No colégio representávamos Becket, líamos Marcuse,
Althusser, Reich e Leandro Konder, mesmo sem entender muita coisa. E ouvíamos
Caetano, Gil, Chico e Vandré. A música era uma válvula de escape, uma forma de
passarmos nossos recados. E a censura prévia fazia cortes idiotas, como no meu "um
grito vivo de verdade". Seria a frase um chamado à guerrilha? Eram do
agrado do poder Os Incríveis, com " eu te amo, meu Brasil, eu te amo, meu
coração é verde, amarelo, branco e azul-anil" (nós cantávamos: "E
quem não ama vai..."). Há que se reconhecer, entretanto, que a ditadura
deixou espaço para nossa criatividade e verdadeira especialização em criar
mensagens subliminares, de duplo e até triplo sentido. A poesia era a metáfora
metrificada!
Antigo prédio da Fefierj (hoje Uni-Rio), ex-UNE, depois derrubado |
Nos anos setenta, fora nomeado interventor no
Instituto Villa-Lobos da FEFIERJ do Rio de Janeiro (hoje UNIRIO) o General
Jaime Ribeiro da Graça. Escolado na ‘inteligência’ do SNI, nosso diretor era
versado em dialetos de subversivos e drogados (que na época, como se dizia,
eram armas do “plano de Moscou para cooptar a juventude”). Graça ministrava
cursos na Escola Superior de Guerra e havia publicado um ou dois livros com
exemplos de diálogos entre bichos-grilos: “Oi, cara, tá numa boa”? Respondia o
outro: “Tô numa pior, gente boa, preciso descolar algum”. E ainda se fazia música com um barulho desses.

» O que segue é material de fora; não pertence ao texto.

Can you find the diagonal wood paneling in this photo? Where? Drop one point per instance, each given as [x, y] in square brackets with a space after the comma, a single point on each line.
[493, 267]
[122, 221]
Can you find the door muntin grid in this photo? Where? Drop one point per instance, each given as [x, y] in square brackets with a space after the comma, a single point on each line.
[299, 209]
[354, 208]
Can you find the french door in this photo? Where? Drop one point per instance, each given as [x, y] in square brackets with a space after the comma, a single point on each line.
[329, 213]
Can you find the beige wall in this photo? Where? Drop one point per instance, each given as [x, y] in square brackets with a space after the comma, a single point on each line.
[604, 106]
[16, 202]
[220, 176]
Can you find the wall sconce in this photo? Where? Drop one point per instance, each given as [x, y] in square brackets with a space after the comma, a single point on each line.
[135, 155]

O prédio da FEFIERJ era o da então proscrita UNE,
símbolo proibido e posteriormente demolido pelo Governo. O edifício parecia simbolizar
uma ameaça de recrutamento da sadia juventude carioca para as hostes soviéticas.
O general Graça mandava revistar frequentemente os alunos em suas calças, meias
e cabelos; os policiais à porta da escola buscavam baseados de maconha ou, se
dessem mais sorte, livros de capa vermelha, mesmo que fosse a História da
Música do Carpeaux. Seguiam à risca a máxima do filme Investigação Sobre um
Cidadão Acima de Qualquer Suspeita, de Elio Petri, com interpretação fabulosa do Gian Maria Volonté: Repressão é Civilização (repressione è civiltà).